The Senate has confirmed Bill Richardson, formerly UN ambassador, to head the Department of Energy after President Clinton notified legislators that his nominee would have the authority to negotiate an end to the impasse over spent fuel management. In a letter to the Senate, Clinton expressed a “commit[ment] to resolving the nuclear waste storage issue” once DOE’s assessment of Yucca Mountain, Nevada’s viability as the host of a permanent geologic repository is completed at year’s end. Richardson was also cleared of allegations that he had misled Congress on the Monica Lewinsky matter.
The Senate confirmation came as a group of 36 states asked the US Supreme Court to force the Department of Energy to remove tons of radioactive waste currently stored at nuclear power plants owned by electric utilities.
Lower federal courts have already ruled that DOE was obligated as of 31 January 1998 to start removing nuclear waste from where it is now stored, opening the way for utilities to sue for damages. But the lower courts have so far stopped short of specifying any action to force DOE to begin shipping the spent fuel.
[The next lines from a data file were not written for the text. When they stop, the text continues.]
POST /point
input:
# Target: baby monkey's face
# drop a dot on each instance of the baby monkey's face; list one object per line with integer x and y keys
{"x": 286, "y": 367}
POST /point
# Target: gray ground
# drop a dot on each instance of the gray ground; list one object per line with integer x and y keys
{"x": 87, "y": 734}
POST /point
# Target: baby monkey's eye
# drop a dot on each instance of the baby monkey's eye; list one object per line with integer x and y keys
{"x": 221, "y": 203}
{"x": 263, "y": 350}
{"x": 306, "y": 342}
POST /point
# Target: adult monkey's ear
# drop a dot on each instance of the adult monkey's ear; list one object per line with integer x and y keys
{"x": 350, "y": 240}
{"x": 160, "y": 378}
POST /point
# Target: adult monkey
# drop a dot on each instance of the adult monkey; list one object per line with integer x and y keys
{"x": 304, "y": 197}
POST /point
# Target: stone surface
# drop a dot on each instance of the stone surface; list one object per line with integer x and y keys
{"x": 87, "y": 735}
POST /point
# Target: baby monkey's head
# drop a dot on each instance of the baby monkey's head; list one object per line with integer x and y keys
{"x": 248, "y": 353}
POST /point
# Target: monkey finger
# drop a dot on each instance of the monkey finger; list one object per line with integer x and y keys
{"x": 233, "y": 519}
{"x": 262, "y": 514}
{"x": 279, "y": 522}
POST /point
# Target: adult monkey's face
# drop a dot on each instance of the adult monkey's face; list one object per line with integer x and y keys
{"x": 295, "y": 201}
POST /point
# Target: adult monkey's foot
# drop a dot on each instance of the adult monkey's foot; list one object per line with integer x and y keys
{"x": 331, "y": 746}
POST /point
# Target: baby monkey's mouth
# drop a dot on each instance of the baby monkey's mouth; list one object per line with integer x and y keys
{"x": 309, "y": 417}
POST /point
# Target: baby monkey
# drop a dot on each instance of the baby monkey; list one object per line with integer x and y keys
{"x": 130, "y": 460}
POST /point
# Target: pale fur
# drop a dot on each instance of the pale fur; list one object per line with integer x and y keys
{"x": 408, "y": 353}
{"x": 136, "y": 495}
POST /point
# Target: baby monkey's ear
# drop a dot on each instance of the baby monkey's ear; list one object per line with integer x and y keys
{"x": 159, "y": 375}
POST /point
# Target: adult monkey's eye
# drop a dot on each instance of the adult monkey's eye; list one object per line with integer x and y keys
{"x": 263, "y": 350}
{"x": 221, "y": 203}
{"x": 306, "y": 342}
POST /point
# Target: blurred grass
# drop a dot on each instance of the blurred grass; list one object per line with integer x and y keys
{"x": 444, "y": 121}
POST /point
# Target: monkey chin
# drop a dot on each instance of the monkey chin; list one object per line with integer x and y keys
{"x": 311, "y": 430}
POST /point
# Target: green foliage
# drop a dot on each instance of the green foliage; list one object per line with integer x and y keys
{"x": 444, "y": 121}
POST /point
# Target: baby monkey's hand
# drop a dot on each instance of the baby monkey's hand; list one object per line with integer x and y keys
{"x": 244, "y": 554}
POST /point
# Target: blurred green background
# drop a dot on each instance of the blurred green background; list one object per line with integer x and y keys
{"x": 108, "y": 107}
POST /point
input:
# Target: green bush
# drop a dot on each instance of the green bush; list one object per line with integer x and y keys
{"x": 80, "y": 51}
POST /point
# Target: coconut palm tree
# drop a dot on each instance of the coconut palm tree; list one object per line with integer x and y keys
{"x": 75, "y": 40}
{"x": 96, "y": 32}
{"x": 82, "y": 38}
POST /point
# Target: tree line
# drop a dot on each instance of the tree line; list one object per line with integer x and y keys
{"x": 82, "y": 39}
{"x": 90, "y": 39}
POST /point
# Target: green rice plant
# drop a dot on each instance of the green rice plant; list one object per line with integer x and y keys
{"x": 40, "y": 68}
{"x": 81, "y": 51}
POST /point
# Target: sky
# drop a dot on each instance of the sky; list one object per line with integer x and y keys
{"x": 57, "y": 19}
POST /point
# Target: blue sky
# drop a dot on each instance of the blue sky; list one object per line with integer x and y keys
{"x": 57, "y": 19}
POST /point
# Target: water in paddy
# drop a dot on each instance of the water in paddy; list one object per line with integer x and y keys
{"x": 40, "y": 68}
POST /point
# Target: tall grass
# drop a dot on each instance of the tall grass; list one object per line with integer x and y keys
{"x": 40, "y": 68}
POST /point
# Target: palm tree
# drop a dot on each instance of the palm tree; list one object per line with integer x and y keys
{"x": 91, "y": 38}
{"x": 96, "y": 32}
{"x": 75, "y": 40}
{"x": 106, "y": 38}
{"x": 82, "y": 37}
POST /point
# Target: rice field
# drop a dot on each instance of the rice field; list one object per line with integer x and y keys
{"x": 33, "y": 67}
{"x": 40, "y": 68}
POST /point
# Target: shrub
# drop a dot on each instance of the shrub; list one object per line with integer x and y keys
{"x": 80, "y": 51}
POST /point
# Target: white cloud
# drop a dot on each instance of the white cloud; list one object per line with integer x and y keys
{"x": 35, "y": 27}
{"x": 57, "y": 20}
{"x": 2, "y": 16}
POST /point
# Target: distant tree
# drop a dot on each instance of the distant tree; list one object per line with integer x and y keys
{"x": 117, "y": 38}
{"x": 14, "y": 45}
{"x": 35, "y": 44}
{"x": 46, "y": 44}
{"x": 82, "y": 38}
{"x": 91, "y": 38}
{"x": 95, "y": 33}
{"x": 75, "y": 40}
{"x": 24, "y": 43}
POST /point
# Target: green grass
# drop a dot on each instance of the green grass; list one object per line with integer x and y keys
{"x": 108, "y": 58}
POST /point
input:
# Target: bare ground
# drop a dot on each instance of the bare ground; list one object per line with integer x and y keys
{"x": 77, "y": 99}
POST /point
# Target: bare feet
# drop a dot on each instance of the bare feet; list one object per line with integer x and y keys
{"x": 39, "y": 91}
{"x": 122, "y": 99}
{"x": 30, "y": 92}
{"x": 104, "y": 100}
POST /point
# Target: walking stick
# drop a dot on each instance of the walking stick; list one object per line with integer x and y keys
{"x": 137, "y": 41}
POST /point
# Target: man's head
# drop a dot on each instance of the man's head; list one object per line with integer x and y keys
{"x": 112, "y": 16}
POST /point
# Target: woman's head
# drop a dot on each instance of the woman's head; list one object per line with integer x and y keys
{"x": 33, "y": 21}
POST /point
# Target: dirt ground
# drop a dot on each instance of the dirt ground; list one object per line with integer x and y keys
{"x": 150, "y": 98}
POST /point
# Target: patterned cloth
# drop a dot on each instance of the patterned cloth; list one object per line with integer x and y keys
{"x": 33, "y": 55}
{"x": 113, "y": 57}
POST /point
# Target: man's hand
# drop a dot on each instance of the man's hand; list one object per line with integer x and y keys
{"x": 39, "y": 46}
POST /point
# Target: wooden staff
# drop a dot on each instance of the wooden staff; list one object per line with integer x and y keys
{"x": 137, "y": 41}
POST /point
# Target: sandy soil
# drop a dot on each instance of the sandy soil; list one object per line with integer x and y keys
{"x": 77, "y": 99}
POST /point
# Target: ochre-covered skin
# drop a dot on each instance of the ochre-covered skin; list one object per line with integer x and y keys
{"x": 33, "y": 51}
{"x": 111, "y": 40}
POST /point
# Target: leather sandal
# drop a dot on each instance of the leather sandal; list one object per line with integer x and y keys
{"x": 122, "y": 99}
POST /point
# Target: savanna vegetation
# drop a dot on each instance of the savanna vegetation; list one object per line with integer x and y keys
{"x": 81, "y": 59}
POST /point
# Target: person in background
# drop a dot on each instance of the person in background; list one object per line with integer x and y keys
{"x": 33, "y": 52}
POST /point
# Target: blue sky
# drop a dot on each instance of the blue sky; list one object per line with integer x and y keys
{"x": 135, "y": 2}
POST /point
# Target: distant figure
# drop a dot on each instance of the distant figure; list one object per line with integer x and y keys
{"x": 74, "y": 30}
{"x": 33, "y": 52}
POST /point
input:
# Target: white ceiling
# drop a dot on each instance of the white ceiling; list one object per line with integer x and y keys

The states urged the US Supreme Court to specify enforcement action, perhaps by placing fees utilities pay into the Nuclear Waste Fund for spent fuel management into an escrow account.
The lawsuit by the states is similar to one earlier this year by US utilities. Utilities have asked the court for permission to halt payments into the Nuclear Waste Fund if the DOE fails to act.
Although Richardson often took positions opposed by the US nuclear industry when he was a member of Congress, the industry urged him to work in tandem with it to devise a solution to the spent fuel management impasse.